Understanding the link between changes in wealth and household consumption is crucial to the Reserve Bank’s assessment of business cycle dynamics. In the Reserve Bank’s pursuit of price stability, changes in the policy rate influence household spending in part via their impact on asset prices and wealth.

Recent trends have prompted a reassessment of the relationship between household spending and wealth. Since the global financial crisis (GFC), per capita consumption growth in New Zealand has been modest even as housing wealth has been rising rapidly. The modest growth in per capita consumption has coincided with an increase in the household saving rate, a slowing in credit growth, and a positive injection of equity into the housing sector by households.

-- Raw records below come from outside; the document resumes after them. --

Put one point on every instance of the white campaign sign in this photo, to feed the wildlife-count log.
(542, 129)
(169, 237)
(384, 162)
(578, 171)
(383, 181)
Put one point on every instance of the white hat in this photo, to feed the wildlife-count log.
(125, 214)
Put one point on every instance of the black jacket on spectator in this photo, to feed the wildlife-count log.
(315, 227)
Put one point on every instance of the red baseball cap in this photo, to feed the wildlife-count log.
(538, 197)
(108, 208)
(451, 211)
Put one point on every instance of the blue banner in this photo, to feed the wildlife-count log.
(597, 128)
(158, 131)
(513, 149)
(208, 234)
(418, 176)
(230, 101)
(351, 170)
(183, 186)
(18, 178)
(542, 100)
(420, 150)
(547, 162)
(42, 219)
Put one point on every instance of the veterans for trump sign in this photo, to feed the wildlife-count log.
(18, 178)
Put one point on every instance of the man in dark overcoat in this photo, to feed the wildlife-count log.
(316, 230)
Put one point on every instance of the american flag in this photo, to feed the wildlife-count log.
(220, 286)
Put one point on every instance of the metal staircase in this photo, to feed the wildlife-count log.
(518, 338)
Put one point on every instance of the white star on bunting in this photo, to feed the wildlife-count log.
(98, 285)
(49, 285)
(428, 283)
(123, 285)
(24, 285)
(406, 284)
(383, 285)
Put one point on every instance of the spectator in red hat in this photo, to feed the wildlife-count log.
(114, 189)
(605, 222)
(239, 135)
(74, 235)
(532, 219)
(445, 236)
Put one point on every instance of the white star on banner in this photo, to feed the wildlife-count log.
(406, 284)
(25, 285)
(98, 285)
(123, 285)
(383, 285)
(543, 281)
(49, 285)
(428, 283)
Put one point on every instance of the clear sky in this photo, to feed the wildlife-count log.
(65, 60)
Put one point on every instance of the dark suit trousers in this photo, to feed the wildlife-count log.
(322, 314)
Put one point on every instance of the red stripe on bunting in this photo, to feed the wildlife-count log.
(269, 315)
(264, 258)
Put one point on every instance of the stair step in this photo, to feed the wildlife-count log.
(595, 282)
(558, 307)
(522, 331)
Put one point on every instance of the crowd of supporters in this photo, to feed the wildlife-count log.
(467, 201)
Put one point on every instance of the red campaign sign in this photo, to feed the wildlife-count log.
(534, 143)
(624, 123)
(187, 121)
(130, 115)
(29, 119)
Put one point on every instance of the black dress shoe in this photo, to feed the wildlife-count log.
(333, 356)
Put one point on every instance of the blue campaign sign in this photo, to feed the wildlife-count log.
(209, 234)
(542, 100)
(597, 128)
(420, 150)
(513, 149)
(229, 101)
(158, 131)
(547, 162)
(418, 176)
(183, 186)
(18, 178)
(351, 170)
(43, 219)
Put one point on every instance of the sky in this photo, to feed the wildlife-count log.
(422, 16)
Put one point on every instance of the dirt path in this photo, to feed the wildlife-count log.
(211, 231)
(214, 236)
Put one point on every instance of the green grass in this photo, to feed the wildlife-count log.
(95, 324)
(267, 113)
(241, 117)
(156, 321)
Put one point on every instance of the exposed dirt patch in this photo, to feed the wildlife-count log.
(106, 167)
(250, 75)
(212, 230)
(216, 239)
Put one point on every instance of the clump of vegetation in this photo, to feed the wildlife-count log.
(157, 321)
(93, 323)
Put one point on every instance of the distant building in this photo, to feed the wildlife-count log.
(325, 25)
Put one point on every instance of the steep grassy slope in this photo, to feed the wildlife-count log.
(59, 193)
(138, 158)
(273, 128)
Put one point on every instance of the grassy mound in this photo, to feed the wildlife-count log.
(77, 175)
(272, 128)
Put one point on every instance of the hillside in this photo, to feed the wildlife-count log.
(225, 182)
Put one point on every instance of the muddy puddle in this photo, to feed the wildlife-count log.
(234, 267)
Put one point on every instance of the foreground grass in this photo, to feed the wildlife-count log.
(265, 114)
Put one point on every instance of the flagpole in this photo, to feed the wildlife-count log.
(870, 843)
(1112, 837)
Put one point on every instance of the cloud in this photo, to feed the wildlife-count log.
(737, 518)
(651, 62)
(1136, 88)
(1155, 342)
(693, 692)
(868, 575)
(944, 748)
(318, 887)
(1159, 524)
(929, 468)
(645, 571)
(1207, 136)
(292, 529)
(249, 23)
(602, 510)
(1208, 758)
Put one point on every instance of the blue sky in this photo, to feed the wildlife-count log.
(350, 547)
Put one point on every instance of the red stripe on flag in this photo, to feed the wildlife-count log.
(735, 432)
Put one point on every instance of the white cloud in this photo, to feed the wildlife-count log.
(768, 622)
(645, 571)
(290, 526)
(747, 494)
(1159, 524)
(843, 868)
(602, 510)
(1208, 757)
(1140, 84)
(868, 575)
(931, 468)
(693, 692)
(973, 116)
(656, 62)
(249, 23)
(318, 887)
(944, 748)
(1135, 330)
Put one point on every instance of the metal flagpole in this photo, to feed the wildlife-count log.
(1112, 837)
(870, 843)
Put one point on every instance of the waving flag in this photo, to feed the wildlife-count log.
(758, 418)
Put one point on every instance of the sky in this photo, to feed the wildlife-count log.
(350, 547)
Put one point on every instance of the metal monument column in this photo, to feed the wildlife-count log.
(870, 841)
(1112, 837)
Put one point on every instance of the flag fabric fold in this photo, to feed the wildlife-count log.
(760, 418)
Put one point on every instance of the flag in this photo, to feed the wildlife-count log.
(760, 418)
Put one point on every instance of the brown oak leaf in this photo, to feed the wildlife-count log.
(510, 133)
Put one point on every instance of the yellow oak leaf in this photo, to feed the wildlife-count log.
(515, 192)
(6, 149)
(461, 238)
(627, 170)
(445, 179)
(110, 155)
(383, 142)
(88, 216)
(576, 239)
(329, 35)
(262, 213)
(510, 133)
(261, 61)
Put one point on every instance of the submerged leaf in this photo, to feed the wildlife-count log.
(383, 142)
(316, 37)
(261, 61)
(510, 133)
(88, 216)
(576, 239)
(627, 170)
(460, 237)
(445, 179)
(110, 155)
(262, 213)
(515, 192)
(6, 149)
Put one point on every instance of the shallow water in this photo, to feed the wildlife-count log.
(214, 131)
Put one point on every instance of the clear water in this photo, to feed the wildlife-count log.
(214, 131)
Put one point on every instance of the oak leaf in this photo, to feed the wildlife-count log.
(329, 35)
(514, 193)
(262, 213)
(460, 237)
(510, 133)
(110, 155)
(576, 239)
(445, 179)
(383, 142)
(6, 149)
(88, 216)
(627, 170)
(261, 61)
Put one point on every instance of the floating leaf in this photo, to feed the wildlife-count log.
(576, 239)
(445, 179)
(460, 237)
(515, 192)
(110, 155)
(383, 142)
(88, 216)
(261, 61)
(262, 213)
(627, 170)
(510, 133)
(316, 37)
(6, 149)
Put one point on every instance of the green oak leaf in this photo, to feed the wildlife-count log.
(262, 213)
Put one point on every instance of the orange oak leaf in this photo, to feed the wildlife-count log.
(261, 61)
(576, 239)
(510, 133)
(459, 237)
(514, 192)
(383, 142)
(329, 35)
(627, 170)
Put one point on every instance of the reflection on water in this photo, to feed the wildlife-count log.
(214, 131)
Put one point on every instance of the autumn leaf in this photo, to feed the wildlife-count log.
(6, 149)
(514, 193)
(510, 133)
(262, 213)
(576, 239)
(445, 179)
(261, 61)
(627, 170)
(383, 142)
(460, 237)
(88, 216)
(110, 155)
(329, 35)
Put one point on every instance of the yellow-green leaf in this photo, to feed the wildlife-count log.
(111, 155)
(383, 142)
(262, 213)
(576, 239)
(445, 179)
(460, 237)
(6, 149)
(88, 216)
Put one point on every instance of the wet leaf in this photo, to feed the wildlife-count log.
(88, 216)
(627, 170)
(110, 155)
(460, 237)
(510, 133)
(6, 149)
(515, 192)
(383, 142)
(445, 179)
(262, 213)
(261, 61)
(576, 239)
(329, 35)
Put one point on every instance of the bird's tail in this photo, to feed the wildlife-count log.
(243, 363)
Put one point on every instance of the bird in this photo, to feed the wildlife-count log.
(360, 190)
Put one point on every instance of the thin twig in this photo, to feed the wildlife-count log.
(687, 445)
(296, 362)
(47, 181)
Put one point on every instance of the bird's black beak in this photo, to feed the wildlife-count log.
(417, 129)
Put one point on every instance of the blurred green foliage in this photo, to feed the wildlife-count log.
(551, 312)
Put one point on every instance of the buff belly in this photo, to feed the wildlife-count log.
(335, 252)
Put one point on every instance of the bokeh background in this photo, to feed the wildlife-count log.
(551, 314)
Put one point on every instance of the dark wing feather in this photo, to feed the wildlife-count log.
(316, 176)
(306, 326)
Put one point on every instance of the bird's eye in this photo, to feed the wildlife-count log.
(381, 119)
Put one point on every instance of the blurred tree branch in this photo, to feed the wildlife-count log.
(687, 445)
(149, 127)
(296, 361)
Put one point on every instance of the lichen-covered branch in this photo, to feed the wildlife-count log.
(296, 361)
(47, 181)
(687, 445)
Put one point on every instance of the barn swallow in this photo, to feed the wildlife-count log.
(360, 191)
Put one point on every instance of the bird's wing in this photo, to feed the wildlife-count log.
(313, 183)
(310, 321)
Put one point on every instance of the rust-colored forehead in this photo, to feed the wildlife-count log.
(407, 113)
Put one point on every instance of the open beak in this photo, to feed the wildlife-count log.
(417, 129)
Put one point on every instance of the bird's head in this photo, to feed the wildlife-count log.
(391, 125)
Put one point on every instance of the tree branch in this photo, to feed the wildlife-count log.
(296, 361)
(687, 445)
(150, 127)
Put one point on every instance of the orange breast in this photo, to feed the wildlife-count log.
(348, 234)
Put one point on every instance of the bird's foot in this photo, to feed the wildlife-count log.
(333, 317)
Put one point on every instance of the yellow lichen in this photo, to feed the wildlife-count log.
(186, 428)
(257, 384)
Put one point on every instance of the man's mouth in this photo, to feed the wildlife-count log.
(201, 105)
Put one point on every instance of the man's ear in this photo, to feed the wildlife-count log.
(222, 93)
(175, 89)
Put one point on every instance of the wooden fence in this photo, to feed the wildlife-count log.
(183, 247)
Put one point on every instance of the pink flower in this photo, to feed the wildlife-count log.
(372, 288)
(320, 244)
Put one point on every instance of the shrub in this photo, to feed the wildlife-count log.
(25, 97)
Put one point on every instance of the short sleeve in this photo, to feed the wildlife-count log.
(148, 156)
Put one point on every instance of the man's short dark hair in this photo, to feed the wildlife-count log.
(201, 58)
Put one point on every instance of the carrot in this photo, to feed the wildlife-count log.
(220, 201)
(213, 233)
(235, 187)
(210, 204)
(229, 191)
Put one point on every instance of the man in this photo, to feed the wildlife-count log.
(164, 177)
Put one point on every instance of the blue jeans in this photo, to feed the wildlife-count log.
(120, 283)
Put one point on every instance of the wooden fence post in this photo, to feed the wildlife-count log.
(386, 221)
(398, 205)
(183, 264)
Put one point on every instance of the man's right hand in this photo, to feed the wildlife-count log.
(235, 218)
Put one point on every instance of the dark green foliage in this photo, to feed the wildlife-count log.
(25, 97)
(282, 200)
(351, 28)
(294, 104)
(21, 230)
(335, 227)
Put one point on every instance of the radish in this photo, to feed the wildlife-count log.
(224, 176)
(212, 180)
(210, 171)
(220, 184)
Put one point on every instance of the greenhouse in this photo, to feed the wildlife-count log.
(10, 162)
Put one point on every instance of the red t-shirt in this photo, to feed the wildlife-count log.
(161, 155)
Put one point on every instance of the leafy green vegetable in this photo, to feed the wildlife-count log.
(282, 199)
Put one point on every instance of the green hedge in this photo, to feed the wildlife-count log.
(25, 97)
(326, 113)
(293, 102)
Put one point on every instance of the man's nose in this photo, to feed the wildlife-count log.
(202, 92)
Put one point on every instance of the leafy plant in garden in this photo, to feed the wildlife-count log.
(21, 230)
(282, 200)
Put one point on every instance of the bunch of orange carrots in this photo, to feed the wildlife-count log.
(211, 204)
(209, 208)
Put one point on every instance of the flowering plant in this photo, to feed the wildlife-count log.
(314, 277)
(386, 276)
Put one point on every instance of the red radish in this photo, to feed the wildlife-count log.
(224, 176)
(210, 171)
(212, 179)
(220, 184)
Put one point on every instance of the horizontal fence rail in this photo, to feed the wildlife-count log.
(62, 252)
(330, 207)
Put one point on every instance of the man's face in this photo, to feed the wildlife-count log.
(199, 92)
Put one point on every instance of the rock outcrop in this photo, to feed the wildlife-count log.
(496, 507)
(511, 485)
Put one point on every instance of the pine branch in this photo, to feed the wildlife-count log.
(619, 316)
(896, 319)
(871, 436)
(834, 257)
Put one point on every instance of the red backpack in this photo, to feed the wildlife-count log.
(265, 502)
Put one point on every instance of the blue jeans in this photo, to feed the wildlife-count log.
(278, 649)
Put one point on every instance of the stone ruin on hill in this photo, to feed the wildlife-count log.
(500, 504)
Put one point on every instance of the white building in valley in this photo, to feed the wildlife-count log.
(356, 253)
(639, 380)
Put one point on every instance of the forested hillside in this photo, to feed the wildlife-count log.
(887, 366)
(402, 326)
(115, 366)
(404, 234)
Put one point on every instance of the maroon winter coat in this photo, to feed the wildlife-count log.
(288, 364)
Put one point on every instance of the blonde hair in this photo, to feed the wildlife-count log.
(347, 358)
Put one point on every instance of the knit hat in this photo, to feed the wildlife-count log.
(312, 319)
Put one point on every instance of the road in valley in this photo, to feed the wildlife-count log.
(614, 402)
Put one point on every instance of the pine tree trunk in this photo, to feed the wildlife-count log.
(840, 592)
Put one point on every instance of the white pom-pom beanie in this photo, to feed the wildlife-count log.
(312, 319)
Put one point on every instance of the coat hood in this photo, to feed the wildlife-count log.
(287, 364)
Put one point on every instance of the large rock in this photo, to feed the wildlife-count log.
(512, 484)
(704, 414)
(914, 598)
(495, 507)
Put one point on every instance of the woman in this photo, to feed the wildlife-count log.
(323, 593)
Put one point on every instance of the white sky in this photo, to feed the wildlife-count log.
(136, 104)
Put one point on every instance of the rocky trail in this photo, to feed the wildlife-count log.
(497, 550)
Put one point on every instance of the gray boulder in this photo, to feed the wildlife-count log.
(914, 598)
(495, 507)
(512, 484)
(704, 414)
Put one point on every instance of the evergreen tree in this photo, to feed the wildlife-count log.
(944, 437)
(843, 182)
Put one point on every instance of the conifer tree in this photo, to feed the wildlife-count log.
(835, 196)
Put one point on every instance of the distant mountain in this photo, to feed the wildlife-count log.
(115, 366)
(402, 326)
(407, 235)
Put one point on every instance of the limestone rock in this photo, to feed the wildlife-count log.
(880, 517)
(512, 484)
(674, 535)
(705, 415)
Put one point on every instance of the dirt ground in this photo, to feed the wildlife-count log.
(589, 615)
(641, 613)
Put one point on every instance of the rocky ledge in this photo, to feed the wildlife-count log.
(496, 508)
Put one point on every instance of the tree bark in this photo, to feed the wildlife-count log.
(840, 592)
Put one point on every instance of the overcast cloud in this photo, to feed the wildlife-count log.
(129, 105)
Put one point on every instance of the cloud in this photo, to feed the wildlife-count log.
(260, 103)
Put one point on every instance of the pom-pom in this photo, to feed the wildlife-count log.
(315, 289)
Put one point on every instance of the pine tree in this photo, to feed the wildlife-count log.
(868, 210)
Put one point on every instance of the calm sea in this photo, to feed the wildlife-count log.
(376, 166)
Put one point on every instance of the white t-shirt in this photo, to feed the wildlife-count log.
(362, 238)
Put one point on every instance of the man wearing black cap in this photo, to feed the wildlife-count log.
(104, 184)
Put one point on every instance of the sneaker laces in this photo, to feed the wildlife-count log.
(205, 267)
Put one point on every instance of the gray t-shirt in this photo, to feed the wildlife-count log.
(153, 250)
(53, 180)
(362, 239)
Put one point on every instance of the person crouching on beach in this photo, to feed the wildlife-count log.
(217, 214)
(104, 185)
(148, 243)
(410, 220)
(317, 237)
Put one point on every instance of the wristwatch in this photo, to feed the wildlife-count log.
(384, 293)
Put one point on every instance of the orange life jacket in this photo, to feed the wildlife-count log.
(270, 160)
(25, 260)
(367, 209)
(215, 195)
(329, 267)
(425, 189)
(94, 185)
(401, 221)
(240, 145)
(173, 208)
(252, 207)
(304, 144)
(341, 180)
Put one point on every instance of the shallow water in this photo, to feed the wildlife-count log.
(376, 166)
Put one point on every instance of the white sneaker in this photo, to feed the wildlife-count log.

This Analytical Note estimates the response of household consumption (its elasticity) with respect to housing and financial wealth, and income between 1982 and 2016. To examine the stability of the relationship, the model is also re-estimated across a split sample. The results suggest that there has been a change in the relationship between household consumption and wealth. It finds:

  • On a dollar for dollar basis, consumption appears to respond more to changes in financial wealth than fluctuations in housing wealth over the full sample;
  • The response of consumption to wealth has fallen in the sample after 2005, particularly the response with respect to housing wealth.

The change in the response of household consumption to wealth could reflect a reassessment of expected future capital gains from each form of wealth following the GFC, particularly given heightened uncertainty in the housing market. It may also reflect a desire by highly indebted households to pay down debt, along with the influence of low interest rates, indicating a prolonged but transitory period of deleveraging and higher savings. Disentangling the aforementioned factors is beyond the scope of this note but could usefully be addressed with cross-sectional data at the household level.